Hasta entonces habían caminado dentro de la zona de luz proyectada por los luznagos, dejando atrás tinieblas y avanzando hacia nuevas tinieblas. Pero ahora divisaron al fondo un pequeño círculo de claridad, más intensa que la difusa fosforescencia emitida por las paredes del túnel. Ziyam apretó el paso y las demás mujeres la imitaron.
Ariel observó a Neerya. Llevaba un rato caminando como una muerta en vida, con los brazos caídos y la mirada perdida. Ariel se acercó a ella, le tomó la mano y le susurró:
—No va a pasar nada. No les voy a dejar que te hagan nada malo.
Neerya pareció despertar al oír sus palabras y esbozó una sonrisa triste.
—¿Me defenderás con esa espada?
Se lo había preguntado en un idioma que no era Ritión ni el de las Atagairas. Ariel, que comprendía todos los lenguajes sin saber por qué —aunque empezaba a sospechar que era un don heredado de su madre—, tardó unos instantes en darse cuenta de que estaba hablando en Pashkriri.
—Se la voy a devolver —respondió, como si Neerya le hubiera echado algo en cara.
—Ojalá tengas ocasión. —Neerya se agachó un poco y susurró—: Va a pasar algo terrible. Te suplico que no uses más a Zemal.
—¡Silencio, ramera de lujo!
Ariel se volvió. Su madre estaba detrás de ellas y también había hablado en Pashkriri.
—Puedes estar segura de que a ti sí te ocurrirá algo terrible si vuelves a dirigirte a mi hija —añadió Tríane, empujando a Ariel para apartarla—. Recuerda a quién tienes que obedecer y ser fiel —le dijo a ella en otro idioma que tampoco era Pashkriri, sino el que hablaba con Ariel cuando era más pequeña. Derguín lo llamaba «Arcano».

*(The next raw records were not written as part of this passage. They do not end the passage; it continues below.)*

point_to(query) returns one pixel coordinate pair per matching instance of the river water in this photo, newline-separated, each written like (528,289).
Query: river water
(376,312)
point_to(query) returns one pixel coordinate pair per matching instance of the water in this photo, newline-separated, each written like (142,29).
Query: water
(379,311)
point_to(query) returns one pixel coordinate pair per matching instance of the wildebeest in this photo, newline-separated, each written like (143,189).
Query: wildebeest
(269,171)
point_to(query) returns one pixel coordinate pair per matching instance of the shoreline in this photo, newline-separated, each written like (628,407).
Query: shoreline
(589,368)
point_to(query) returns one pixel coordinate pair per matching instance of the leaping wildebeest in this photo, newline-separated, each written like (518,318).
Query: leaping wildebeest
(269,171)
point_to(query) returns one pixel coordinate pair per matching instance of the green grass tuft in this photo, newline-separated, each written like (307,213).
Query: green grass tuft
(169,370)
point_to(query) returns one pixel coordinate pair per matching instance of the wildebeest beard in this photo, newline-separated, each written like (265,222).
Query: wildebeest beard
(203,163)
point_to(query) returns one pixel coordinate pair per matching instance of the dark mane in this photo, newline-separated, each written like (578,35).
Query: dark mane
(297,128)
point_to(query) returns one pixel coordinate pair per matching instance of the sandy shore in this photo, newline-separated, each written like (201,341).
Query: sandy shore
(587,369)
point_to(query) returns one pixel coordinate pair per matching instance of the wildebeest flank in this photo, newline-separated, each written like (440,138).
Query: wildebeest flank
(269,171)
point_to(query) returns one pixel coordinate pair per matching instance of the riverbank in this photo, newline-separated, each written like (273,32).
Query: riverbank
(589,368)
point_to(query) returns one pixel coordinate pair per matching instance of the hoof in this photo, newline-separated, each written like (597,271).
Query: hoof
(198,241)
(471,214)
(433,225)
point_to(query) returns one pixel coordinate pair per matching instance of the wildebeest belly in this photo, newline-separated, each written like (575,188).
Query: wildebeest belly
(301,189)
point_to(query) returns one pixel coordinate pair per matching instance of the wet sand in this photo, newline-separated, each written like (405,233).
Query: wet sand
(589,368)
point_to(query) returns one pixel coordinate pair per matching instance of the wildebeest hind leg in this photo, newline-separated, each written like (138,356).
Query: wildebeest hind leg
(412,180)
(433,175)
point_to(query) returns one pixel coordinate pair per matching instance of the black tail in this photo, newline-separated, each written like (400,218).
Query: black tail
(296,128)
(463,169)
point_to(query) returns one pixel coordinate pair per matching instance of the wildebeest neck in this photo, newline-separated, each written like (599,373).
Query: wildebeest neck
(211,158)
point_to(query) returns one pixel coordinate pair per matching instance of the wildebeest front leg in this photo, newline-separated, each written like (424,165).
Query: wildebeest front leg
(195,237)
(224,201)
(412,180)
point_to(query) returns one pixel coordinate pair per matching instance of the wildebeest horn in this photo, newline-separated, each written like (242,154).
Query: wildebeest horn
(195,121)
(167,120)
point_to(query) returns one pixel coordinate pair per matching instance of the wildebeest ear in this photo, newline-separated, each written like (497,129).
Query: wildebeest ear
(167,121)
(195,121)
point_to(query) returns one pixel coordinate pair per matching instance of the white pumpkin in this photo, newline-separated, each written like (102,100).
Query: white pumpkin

—Sí, madre —contestó Ariel. ¿Cómo podía ser fiel a su madre, y también a su padre, y a la vez evitar que Neerya sufriera daño? ¿Por qué la vida tenía que presentarle disyuntivas que era incapaz de resolver?
La luz no había dejado de crecer. Por fin salieron del túnel y se encontraron en una gran sala que, después de tantas horas caminando entre angostas paredes, se les antojó tan espaciosa como la bóveda del cielo.
Ariel tardó unos segundos en darse cuenta de que lo que estaba viendo era una cúpula achatada de más de cincuenta metros de diámetro. El resplandor provenía de cientos de nervaduras blancas de un palmo de ancho que subían como radios por las paredes hasta unirse en el centro, a unos quince metros de altura.
Era precisamente el centro lo que atraía las miradas de todas.
—Ahí aguarda el Durmiente —susurró Ziyam.
durmiente miente dur el dur aguarda guarda miente
Las palabras de la reina habían despertado extraños ecos, voces que no eran la suya y que se mezclaban en ritmos desconcertantes. Esas voces, aunque rebotaban en todas partes, parecían provenir del centro y se clavaban en los oídos como un cristal rayando una pizarra.
—Va a ocurrir algo muy malo —repitió Neerya.
—Estoy de acuerdo contigo, mujer —murmuró una de las Atagairas.